8vo (211 x 133 mm), pp. iv, 190; light foxing to prelims; contemporary full polished calf, gilt in compartments with contrasting label; joints repaired; contemporary dedication inscription to front pastedown: ‘Jane Wowen Feilde / the gift of / Mrs Yorke’.
First edition. An abridgement for children of Milton’s account of Adam and Eve, by the celebrated actress Sarah Siddons (1755-1831).
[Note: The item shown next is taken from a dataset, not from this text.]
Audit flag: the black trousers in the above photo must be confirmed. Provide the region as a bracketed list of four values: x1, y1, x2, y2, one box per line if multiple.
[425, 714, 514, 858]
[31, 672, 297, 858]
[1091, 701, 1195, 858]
Siddons’ admiration for Milton was lifelong: ‘By the age of ten she was already responsive to the poetry of Milton … Perhaps his curious combination of sensuality and austerity gave particular satisfaction to this girl who, as a woman said that she feared to play Shakespeare’s Cleopatra as she should be played’. After her official retirement in 1813, Siddons gave frequent dramatic readings of Milton and Shakespeare – as represented by Lawrence’s portrait of her with works by both authors –and Paradise Lost was her preferred text. Manvell suggests that Milton’s ‘strong dramatic sense and the grandeur of his rhetoric must have excited her’, but Siddons also saw the merits of his material for a juvenile audience. As she describes in the Preface to the present work, she completed her abridgements for the use of her own children that they might develop ‘an early admiration’ of Milton, and now chooses to issue them for public consumption.
The work provoked particular invective from the London Magazine, which acknowledged Siddons’ greatness but was aggravated by her Miltonian foray: ‘could she really condescend to become an authoress on the strength of an eighteen-penny copy of paradise lost and a pair of scissors?’ The reviewer accuses John Murray of being blinded by Siddons’ fame in his agreement to publish the work.
The Story of our first Parents was issued in the same year under the separate title, Abridgement of Paradise Lost, which is identical in every other respect. Perhaps the variants were intended to appeal to separate adult and juvenile audiences.
See: Roger Manvell, Sarah Siddons: Portrait of an Actress, (Heinemann, 1970) pp. 12-13. Not in Jackson, nor Jackson, Women.